Verfahrensentwicklung

Prozessentwicklung
Die Mitarbeit im so genannten Designlenkungsprozess ist eine der Aufgaben des tesa-Technikums, der Ingenieure, Technologie- und Prozessentwickler in Projektarbeit nachgehen: Auf flexiblen Pilot-Anlagen entstehen erste Muster von neuen Produkten für die verschiedenen Entwicklungslabore.
Enge Zusammenarbeit

Enge Zusammenarbeit

Moderne Verfahrenstechniken
In enger Zusammenarbeit mit den tesa-Werken entwicklet das tesa Technikum moderne Verfahrenstechniken, um neue Produkte in höchster Qualität effizient und umweltschonend herzustellen.

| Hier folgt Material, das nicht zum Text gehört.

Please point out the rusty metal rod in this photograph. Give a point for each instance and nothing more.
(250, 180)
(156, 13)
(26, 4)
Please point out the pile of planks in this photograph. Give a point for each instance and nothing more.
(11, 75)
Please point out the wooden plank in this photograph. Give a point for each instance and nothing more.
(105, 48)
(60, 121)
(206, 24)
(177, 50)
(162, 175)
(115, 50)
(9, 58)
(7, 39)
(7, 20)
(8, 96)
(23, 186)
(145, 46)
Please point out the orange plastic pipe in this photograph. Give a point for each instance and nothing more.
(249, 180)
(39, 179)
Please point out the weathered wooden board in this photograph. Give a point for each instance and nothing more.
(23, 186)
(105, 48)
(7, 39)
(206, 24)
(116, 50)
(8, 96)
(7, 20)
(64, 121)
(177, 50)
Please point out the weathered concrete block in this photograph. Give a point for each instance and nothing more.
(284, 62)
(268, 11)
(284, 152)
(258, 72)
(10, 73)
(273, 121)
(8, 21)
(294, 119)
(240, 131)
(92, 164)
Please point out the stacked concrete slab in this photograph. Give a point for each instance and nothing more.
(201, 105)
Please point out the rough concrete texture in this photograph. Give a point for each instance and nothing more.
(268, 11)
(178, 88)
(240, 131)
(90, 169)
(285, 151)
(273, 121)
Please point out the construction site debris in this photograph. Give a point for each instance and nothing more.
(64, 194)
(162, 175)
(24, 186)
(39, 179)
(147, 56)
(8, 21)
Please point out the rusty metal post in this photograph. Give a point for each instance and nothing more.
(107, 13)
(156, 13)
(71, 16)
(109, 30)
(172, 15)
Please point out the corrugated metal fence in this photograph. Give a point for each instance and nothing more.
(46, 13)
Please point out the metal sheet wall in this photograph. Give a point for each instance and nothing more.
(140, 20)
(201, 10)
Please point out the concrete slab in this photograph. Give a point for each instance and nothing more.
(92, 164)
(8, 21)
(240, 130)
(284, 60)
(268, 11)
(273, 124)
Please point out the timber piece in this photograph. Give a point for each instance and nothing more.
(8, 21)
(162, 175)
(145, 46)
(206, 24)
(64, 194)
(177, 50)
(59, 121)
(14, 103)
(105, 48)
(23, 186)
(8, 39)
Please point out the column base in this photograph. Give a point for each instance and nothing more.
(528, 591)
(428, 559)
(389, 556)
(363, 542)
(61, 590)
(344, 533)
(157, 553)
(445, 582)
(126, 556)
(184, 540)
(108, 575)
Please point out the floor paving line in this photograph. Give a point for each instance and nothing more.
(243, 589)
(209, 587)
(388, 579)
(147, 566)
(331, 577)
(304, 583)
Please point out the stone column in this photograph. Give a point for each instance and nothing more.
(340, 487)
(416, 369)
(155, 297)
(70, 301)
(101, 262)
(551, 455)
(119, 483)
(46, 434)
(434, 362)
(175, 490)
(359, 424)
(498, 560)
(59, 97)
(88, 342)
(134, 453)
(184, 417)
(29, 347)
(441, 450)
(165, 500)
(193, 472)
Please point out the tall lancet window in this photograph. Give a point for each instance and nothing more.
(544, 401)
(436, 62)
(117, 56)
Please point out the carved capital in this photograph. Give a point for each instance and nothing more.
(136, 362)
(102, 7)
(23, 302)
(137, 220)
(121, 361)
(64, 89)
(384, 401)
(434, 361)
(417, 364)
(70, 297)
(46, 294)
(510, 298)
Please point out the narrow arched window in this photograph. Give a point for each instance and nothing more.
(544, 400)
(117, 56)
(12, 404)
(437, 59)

Das Kompetenzspektrum der Mitarbeiter umfasst das gesamte Wissen, das für die Herstellung einer selbstklebenden Systemlösung benötigt wird: hierzu zählen unter anderem Beschichtungstechnik, Compoundierung, Polymerisationstechnik, Extrusionstechnologie, physikalische Vorbehandlungsmethoden und Convertertechnologien.

Enge Kooperationen mit Maschinen- und Anlagenherstellern, Hochschulen und Instituten sind der Schlüssel für die schnelle Umsetzung von der ersten Idee bis zum stabilen Produktionsverfahren.
Rückgewinnung der Lösungsmittel durch Aktivkohlefilter

Rückgewinnung der Lösungsmittel durch Aktivkohlefilter

Lösemittelfreie Produktion
Ein entscheidendes Ziel für tesa ist es, die Menge der eingesetzten Lösungsmittel zu reduzieren.

Der Bereich der Verfahrensentwicklung wirkt maßgeblich bei der Realisierung dieser Aufgabe mit.

Hier entstehen neue Anlagen, mit denen sich Klebstoffe lösungsmittelfrei herstellen lassen oder der Lösungsmittelanteil reduzieren lässt.